Deutsche Ratspräsidentschaft: Im Selbstzerstörungsmodus

Mit dem 1. Juli 2020 geht die EU-Ratspräsidentschaft für sechs Monate auf Deutschland über. Das deutsche Programm für diese Zeit ist alles andere als überzeugend. Von Innovation, Gerechtigkeit und Aufbau ist zwar die Rede, in der Praxis jedoch laborieren Blockpartei-Politiker verantwortungslos am noch vorhandenen europäischen Wohlstand.

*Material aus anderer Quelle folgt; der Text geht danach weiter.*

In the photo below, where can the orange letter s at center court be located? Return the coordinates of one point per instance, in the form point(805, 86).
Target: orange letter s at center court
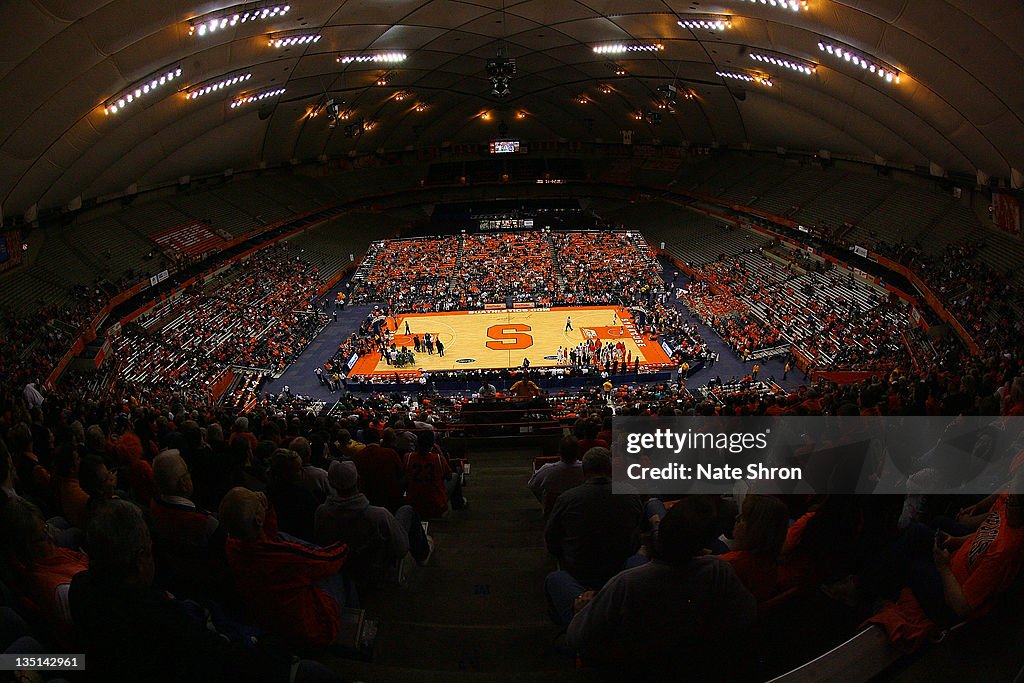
point(509, 336)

Es gehört zu den Ritualen der Europäischen Union, dass jedes halbe Jahr die Präsidentschaft des Europäischen Rates auf einen anderen Mitgliedstaat übergeht. Anders als bei den beiden anderen wichtigen Akteuren der EU, der Europäischen Kommission und dem Europäischen Parlament, geht es hier darum, die Interessen der einzelnen Staaten auszugleichen. Dabei gibt es einen Spielraum, den die innehabende Präsidentschaft für eigene Ziele nutzen könnte.

Die deutsche Ratspräsidentschaft beginnt unter denkbar schwierigen Voraussetzungen. Nachdem von der viel beschworenen europäischen Solidarität am Scheitelpunkt der Corona-Krise nicht nur nichts zu spüren war, sondern die Nationalstaaten als Akteure in den Vordergrund rückten, gilt es nun die wirtschaftlichen Aufräumarbeiten zu bewältigen. Doch statt einen klugen Masterplan vorzutragen, der die ökonomischen und politischen Realitäten in Europa berücksichtigt, werden die tatsächlichen Probleme verschoben oder sogar verschlimmert. Und das alles auf Kosten der vergleichsweise hohen ökonomischen Stabilität in Europa.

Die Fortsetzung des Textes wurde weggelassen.